Treating the construction, management and control of the parkway as a "county purpose" within the legislative declaration quoted above, and assuming that the Legislature itself could authorize by statute the collection of motor tolls for the use of the parkway (Robia Holding Corp. v. Walker, 257 N.Y. 431,436, 437; Town of Oyster Bay v. Moses, 248 App. Div. 598; affd., 273 N.Y. 631; Huse v. Glover, 119 U.S. 543, 548), I find in the defendant county's charter (§ 4) power delegated by the Legislature broad enough in scope to authorize the enactment of Local Law No. 5. That section provides: *Page 238

"§ 4. Enumerated powers not exclusive. The enumeration of particular powers by this act shall not be deemed to be exclusive, but in addition to the powers enumerated or implied herein or appropriate to the exercise of such powers, the county shall have and may exercise all powers which under the constitution of the state of New York it would be competent for this act specifically to enumerate, and all powers necessarily incident or fairly to be implied, not inconsistent with the provisions hereof. * * *."

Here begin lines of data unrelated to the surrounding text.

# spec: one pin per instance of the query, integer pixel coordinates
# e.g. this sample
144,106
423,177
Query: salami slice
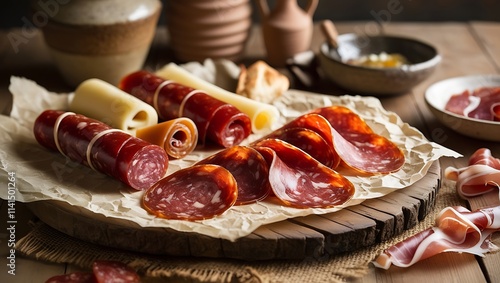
301,181
131,160
75,277
193,193
217,121
358,146
249,169
106,271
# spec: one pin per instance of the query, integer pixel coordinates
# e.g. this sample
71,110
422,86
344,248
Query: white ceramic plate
438,94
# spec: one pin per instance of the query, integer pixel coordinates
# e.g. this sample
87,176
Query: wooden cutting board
368,223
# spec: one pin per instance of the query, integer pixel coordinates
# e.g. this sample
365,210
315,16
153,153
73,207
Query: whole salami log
299,180
249,169
193,193
216,121
358,146
131,160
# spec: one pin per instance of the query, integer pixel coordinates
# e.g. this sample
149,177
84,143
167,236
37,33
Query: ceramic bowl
438,94
423,60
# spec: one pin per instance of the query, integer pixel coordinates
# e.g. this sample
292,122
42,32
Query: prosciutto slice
217,121
482,103
457,229
357,145
481,176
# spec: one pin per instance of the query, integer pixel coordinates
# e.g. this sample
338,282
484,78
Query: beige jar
104,39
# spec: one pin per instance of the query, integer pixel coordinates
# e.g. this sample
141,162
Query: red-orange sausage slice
301,181
358,146
248,167
193,193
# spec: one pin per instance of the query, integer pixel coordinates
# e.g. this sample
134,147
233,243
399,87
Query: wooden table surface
467,49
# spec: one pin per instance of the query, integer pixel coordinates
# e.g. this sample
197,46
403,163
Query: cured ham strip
480,177
216,120
194,193
250,170
299,180
131,160
357,145
178,137
313,134
457,230
482,103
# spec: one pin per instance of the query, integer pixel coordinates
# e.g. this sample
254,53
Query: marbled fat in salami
133,161
106,271
216,121
358,146
248,167
193,193
299,180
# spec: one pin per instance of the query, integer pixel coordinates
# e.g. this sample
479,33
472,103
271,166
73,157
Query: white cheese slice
262,115
103,101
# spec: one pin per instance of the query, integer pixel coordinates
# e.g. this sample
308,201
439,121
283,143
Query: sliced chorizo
299,180
358,146
193,193
248,167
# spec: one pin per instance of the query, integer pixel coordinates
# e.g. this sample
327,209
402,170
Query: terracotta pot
287,29
201,29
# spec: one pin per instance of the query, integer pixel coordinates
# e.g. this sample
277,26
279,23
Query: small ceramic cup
104,39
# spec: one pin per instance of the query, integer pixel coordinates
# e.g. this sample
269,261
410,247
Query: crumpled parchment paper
46,175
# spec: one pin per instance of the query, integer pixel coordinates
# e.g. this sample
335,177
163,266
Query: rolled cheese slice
103,101
263,115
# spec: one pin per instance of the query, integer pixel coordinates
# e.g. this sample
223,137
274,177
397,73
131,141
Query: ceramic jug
104,39
201,29
287,28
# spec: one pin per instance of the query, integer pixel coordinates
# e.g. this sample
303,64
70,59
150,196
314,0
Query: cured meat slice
178,137
249,169
457,230
75,277
216,121
301,181
358,146
481,176
106,271
193,193
482,103
313,134
131,160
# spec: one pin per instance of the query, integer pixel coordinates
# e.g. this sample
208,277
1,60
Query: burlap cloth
45,243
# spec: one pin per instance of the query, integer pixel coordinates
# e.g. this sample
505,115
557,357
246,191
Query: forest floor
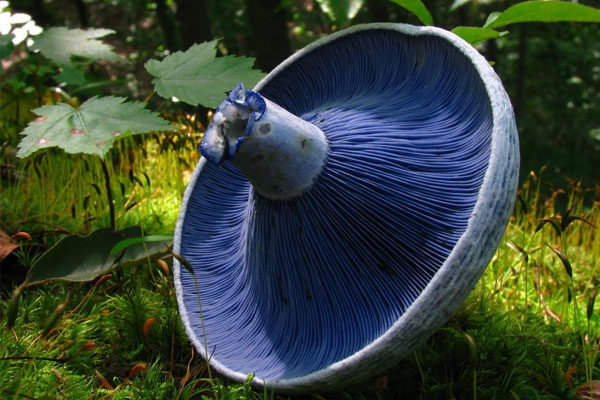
529,329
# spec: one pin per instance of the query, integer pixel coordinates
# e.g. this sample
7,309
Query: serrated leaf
196,76
92,129
340,11
545,11
59,44
474,35
418,8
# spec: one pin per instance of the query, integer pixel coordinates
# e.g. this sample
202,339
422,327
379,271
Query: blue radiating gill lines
290,287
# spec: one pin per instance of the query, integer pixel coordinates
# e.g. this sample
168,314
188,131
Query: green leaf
143,252
81,259
590,305
340,11
6,46
457,4
418,8
474,35
124,244
71,75
76,258
92,129
196,76
59,44
564,260
545,11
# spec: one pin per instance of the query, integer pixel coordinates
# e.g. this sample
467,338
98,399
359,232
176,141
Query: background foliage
529,329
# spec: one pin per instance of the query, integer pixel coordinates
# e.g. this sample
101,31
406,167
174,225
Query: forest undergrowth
529,329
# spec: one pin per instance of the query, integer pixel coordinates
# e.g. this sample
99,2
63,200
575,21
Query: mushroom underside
290,287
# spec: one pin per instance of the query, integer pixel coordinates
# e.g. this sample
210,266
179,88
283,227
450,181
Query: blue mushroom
345,206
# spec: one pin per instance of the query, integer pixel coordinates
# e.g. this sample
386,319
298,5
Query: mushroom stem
280,153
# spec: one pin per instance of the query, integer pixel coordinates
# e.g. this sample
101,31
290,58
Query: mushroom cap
333,286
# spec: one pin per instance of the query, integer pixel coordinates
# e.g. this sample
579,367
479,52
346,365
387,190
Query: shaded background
551,71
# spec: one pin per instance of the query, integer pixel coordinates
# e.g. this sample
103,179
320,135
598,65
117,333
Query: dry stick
547,309
111,206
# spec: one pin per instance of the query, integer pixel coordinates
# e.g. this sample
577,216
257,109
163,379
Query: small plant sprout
353,197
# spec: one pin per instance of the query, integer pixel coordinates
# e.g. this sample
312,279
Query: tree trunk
270,36
194,24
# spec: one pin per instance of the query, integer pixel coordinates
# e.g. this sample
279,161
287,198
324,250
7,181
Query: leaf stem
111,206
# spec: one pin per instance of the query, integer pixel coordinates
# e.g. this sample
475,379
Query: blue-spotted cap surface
334,285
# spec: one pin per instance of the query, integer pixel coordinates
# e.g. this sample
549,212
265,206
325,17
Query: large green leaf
92,129
475,35
340,11
418,8
59,44
196,76
545,11
81,259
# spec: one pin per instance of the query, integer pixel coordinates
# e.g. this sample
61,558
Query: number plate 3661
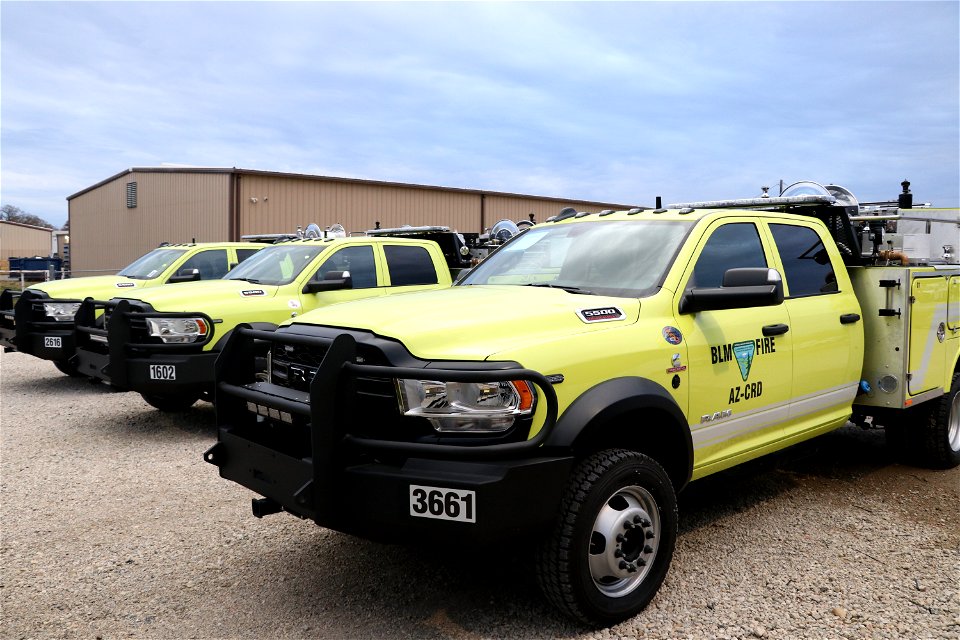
443,504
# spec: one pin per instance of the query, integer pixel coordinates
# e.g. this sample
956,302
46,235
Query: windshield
151,265
612,258
276,265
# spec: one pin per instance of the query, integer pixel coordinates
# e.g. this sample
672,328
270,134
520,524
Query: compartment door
928,332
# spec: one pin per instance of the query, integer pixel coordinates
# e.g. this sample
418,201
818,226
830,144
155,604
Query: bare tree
11,213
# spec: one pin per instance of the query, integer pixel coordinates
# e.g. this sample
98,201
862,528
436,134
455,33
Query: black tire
68,368
180,402
939,445
619,511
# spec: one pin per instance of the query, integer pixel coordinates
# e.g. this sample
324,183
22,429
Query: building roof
303,176
28,226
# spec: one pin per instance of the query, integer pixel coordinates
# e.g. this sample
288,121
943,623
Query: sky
614,102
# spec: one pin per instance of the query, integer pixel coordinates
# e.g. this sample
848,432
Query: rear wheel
939,445
66,367
613,542
180,402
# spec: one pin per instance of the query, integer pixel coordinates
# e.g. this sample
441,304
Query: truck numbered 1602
571,384
163,343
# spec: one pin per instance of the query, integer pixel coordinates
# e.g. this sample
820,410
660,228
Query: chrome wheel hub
953,423
624,541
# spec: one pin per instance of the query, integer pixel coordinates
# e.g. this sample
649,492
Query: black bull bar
323,405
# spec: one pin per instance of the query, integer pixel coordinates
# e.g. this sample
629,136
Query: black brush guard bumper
360,485
23,328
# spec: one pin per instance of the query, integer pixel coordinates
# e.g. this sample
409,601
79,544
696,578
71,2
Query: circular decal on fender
672,335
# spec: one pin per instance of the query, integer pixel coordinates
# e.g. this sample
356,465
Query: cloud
605,101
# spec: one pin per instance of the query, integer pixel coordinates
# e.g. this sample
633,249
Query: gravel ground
113,526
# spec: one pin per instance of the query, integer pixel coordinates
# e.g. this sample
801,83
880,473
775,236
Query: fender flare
263,326
605,402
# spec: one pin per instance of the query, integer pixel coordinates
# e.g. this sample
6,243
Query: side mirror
741,288
185,275
332,280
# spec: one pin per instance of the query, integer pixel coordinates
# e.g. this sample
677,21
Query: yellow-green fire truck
572,383
40,320
163,343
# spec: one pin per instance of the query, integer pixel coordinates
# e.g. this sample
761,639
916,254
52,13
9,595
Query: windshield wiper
560,286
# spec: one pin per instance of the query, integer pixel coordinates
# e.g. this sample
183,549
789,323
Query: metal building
23,241
116,220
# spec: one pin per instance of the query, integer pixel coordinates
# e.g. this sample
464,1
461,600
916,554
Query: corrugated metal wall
273,204
105,235
20,241
180,205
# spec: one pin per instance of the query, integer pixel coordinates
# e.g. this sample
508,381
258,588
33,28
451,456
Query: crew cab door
825,326
362,261
739,359
410,267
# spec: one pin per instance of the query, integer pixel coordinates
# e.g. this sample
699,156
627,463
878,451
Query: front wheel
68,368
180,402
614,539
940,443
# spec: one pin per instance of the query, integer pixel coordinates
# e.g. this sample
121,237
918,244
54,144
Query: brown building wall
498,207
24,241
273,204
105,235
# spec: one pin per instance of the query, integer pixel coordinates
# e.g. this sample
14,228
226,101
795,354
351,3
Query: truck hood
98,287
205,296
477,322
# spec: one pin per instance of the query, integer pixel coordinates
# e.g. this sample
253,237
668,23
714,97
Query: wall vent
131,195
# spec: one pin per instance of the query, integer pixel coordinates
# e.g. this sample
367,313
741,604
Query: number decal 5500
443,504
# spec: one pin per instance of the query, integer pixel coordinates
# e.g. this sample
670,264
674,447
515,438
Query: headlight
474,407
61,311
178,330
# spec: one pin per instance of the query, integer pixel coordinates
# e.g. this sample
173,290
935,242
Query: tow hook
265,507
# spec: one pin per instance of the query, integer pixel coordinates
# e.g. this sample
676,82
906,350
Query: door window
243,254
409,265
806,263
731,246
358,260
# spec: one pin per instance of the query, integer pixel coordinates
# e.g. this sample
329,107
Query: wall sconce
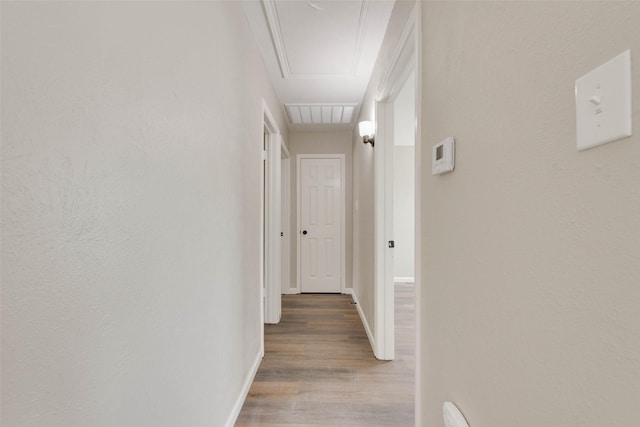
366,132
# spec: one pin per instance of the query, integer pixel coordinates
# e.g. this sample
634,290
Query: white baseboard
244,391
351,291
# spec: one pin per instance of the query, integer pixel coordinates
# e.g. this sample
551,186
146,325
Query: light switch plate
603,103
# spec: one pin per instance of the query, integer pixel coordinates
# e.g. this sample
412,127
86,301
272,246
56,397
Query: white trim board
367,329
237,407
404,279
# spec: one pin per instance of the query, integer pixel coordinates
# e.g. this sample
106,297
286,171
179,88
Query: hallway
319,369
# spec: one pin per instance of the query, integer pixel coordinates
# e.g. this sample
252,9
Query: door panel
320,216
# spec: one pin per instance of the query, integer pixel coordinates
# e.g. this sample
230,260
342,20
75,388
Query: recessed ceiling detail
317,114
318,41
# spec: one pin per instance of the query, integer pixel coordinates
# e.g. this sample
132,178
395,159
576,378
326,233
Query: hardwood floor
319,369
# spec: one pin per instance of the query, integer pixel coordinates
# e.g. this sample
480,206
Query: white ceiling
319,55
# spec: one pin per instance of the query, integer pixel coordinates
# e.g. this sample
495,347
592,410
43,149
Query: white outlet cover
603,103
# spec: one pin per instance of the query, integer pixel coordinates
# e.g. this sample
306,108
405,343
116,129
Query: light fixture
366,132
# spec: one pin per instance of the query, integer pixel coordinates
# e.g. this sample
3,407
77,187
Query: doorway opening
271,213
321,223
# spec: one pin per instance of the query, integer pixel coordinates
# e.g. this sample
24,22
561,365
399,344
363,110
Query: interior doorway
403,68
321,223
271,213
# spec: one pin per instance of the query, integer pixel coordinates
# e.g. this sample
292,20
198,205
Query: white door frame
299,158
403,62
286,221
272,223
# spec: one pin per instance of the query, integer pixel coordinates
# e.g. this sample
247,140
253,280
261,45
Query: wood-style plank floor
319,369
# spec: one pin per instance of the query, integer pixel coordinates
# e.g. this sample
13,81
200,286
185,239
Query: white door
321,213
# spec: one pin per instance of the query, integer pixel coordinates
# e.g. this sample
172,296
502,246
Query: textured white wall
321,143
531,249
130,212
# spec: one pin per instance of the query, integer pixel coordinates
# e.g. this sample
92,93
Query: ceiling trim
275,28
276,34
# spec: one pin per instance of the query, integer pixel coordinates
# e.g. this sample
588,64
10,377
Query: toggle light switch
603,103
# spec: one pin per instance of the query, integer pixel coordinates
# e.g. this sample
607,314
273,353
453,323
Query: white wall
321,143
363,173
404,212
531,249
130,212
404,123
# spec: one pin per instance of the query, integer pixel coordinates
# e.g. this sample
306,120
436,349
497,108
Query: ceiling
319,55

There is no need to extend beyond their fair intendment the Legislature's words of grant last quoted. The delegation of power is in broad terms — broad enough, as I believe, to authorize the enactment of the local law here in question. It is not for us to question as a matter of public policy the extent of power so delegated. "The wisdom or unwisdom of the statute is a matter for the Legislature and not for the courts, which cannot legitimately question the policy or condemn the effects of any law consistent with the organic law of the State and nation." (Gautier v.Ditmar, 204 N.Y. 20, 30.)

The judgment entered upon the decision of the Appellate Division should be reversed and judgment granted in favor of the defendants upholding the validity of Local Law No. 5, with costs.

LEHMAN, Ch. J., LOUGHRAN and SEARS, JJ., concur with CONWAY, J.; LEWIS, J., dissents in opinion, in which FINCH and RIPPEY, JJ., concur.